Expected Capnography Findings in Smokers
In smokers, end-tidal carbon dioxide (EtCO2) levels are generally normal (35-40 mmHg) despite altered pulmonary physiology, but the arterial-to-end-tidal CO2 gradient (Pa-EtCO2) is typically increased compared to non-smokers. 1
Normal Values and Physiological Alterations
Normal EtCO2 Parameters
- Normal EtCO2 range: 35-40 mmHg in healthy individuals 2
- This represents the partial pressure of exhaled carbon dioxide at the end of expiration
- Reflects pulmonary blood flow and ventilation under normal conditions
Smoking-Related Changes
- Smokers typically show an increased Pa-EtCO2 difference (arterial CO2 - end-tidal CO2)

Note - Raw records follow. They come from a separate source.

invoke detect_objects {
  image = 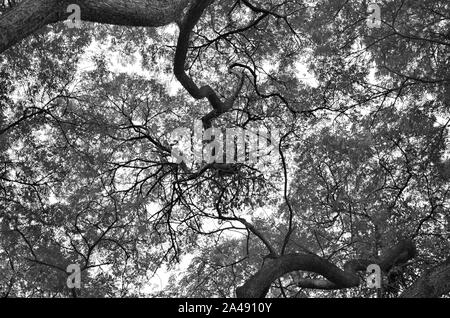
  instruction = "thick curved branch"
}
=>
[236,240,416,298]
[0,0,189,53]
[174,0,244,129]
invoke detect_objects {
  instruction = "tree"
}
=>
[0,0,450,297]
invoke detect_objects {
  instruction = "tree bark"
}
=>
[0,0,190,54]
[236,240,416,298]
[400,257,450,298]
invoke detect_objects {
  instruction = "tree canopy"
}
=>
[0,0,450,298]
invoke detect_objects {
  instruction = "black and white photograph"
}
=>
[0,0,450,308]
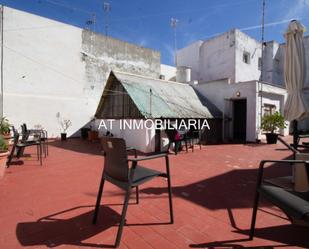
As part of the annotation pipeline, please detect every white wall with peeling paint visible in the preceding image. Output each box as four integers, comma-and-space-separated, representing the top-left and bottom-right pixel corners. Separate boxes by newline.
3, 7, 160, 137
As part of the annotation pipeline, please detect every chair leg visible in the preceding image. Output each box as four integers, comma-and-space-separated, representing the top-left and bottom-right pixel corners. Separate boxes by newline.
135, 186, 139, 204
115, 186, 131, 247
167, 142, 171, 153
165, 158, 174, 224
6, 144, 16, 168
249, 191, 260, 240
92, 174, 105, 224
39, 144, 43, 166
174, 141, 180, 155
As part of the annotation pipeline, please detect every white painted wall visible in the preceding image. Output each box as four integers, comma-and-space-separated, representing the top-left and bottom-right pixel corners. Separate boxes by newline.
235, 29, 262, 82
3, 7, 160, 137
95, 119, 155, 153
161, 64, 176, 81
177, 41, 203, 80
198, 30, 235, 82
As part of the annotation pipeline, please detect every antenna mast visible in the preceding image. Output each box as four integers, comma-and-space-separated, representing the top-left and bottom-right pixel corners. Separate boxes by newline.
259, 0, 266, 140
103, 2, 111, 36
171, 18, 178, 67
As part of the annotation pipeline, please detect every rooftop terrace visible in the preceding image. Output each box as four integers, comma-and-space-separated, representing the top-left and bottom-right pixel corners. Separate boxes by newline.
0, 139, 309, 249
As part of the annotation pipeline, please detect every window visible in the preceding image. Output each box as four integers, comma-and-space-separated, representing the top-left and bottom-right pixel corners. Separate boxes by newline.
258, 57, 262, 70
242, 52, 250, 64
264, 104, 276, 115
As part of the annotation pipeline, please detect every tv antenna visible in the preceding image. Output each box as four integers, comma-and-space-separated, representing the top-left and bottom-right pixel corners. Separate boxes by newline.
171, 18, 178, 67
259, 0, 266, 138
103, 2, 111, 36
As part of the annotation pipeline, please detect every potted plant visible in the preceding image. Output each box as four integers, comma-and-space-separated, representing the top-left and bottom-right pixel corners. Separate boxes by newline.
88, 118, 99, 142
0, 135, 9, 178
56, 112, 72, 141
261, 112, 286, 144
0, 117, 11, 144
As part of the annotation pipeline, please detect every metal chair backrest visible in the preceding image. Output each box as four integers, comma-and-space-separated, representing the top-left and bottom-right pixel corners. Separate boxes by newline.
21, 123, 29, 142
101, 137, 129, 182
165, 129, 177, 141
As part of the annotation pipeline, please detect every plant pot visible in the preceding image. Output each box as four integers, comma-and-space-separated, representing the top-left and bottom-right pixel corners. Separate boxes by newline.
265, 133, 278, 144
88, 131, 99, 141
2, 133, 11, 145
0, 151, 9, 179
61, 133, 67, 141
80, 128, 90, 139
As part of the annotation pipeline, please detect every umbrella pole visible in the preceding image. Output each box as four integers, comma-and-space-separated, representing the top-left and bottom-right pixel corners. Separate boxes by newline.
293, 120, 298, 149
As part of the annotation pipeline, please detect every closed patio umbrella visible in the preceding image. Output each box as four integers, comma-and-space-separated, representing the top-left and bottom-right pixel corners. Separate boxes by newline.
284, 20, 309, 146
284, 20, 309, 192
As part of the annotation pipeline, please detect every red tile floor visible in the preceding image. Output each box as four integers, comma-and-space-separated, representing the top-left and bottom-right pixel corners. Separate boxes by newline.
0, 139, 309, 249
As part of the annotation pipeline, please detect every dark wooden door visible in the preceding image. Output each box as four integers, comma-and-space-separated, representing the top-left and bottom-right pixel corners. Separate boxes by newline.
155, 130, 161, 152
233, 99, 247, 141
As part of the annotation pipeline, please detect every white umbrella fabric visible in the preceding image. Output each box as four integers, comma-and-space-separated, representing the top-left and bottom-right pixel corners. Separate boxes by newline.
284, 20, 309, 192
284, 20, 309, 121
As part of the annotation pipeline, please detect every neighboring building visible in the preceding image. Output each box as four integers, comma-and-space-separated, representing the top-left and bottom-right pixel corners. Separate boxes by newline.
0, 7, 161, 137
177, 29, 261, 83
194, 81, 288, 142
177, 29, 309, 141
161, 64, 176, 81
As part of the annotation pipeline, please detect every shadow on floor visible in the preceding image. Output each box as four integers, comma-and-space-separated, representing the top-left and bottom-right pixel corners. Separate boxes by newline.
16, 206, 120, 248
141, 160, 291, 210
190, 225, 309, 249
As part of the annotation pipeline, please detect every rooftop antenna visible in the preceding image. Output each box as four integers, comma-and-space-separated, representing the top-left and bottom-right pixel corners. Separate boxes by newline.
92, 12, 97, 32
103, 2, 111, 36
259, 0, 266, 138
171, 18, 178, 67
0, 5, 4, 118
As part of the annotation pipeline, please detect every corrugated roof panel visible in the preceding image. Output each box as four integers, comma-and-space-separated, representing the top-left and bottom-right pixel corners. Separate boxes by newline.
113, 72, 214, 118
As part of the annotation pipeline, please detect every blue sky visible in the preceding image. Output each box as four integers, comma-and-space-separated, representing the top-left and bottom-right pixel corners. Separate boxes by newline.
0, 0, 309, 65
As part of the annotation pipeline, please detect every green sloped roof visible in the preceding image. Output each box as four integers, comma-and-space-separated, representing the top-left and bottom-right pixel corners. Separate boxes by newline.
95, 71, 220, 118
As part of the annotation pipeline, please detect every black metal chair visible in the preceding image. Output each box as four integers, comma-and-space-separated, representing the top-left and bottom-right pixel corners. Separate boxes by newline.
165, 129, 188, 155
21, 123, 48, 157
6, 126, 42, 168
186, 130, 202, 152
93, 137, 174, 247
249, 160, 309, 239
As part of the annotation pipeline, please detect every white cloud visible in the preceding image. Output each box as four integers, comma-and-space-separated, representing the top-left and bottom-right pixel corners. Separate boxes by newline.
284, 0, 309, 19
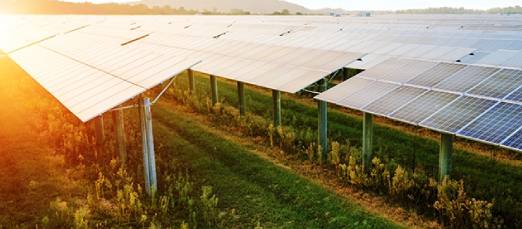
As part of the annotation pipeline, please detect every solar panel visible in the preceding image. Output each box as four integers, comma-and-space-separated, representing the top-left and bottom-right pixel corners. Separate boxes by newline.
10, 46, 145, 122
506, 87, 522, 102
407, 63, 465, 87
362, 86, 426, 116
420, 96, 497, 133
315, 76, 374, 103
457, 102, 522, 143
389, 91, 459, 125
433, 66, 498, 93
339, 81, 399, 109
502, 130, 522, 150
468, 69, 522, 99
475, 50, 517, 66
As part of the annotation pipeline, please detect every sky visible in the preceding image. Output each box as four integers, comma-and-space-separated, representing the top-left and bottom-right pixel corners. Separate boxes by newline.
63, 0, 522, 10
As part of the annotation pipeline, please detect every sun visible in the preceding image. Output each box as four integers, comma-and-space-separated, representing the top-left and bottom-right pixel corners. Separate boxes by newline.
0, 14, 13, 50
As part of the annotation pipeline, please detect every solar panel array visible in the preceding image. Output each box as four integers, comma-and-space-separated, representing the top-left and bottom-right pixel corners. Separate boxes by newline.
0, 15, 522, 152
315, 59, 522, 150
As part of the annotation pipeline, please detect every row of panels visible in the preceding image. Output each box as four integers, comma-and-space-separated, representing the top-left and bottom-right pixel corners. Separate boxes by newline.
316, 59, 522, 150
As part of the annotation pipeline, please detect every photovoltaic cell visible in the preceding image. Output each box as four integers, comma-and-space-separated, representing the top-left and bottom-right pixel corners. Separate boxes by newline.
507, 87, 522, 102
362, 86, 426, 116
408, 63, 465, 87
315, 76, 375, 103
502, 130, 522, 150
420, 96, 497, 133
457, 102, 522, 143
433, 66, 499, 92
339, 81, 399, 109
469, 69, 522, 99
384, 91, 459, 125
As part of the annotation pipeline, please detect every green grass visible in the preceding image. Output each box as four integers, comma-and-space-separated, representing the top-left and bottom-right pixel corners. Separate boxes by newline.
150, 105, 399, 228
171, 72, 522, 226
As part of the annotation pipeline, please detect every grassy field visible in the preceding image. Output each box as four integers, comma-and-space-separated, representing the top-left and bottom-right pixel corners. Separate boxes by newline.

- Average Pa-EtCO2 difference in smokers is similar to patients with pulmonary disease
- Approximately 9.9 ± 4.2 mmHg compared to 3.5 ± 4.1 mmHg in non-smokers 1
- This increased gradient occurs due to:
- Ventilation-perfusion (V/Q) mismatch from airway inflammation
- Early small airway disease
- Increased dead space ventilation
Carboxyhemoglobin Effects
- Smokers have elevated carboxyhemoglobin (COHb) levels:
- 3-5% in average smokers
- Up to 10% or higher in heavy smokers
- Rule of thumb: Each pack per day increases COHb by approximately 2.5% 3
- COHb reduces oxygen-carrying capacity and may affect CO2 transport
- Important note: Standard pulse oximetry cannot detect COHb; specialized CO-oximetry is required 3
Clinical Implications for Monitoring
Waveform Interpretation
- Capnography waveform may show subtle changes in smokers:
- Potentially increased phase III slope (alveolar plateau) indicating uneven ventilation
- Possible prolonged phase II (expiratory upstroke) in those with significant airway obstruction
Ventilation Assessment Challenges
- When using capnography for ventilation monitoring in smokers:
Monitoring During Procedures
- During procedural sedation in smokers:
- Continuous waveform capnography remains the most reliable method for confirming and monitoring endotracheal tube placement 2
- Be aware that the correlation between EtCO2 and PaCO2 may be less reliable in smokers
Clinical Pearls and Pitfalls
Important Considerations
- Do not rely solely on EtCO2 to guide ventilation in intubated smokers with acute respiratory distress 4
- The Pa-EtCO2 difference correlates with age (r = 0.473) and is significantly higher in patients with pulmonary disease 1
- In emergency situations involving smokers, be aware that EtCO2 may underestimate PaCO2, potentially masking hypoventilation
Avoiding Common Mistakes
- Don't assume normal EtCO2 readings indicate normal arterial CO2 levels in smokers
- Consider obtaining arterial blood gases when precise ventilation assessment is critical
- Remember that supplemental oxygen administration may delay recognition of hypoventilation when monitoring with pulse oximetry alone 2
By understanding these expected capnography findings in smokers, clinicians can more accurately interpret monitoring data and make appropriate ventilation adjustments when caring for this patient population.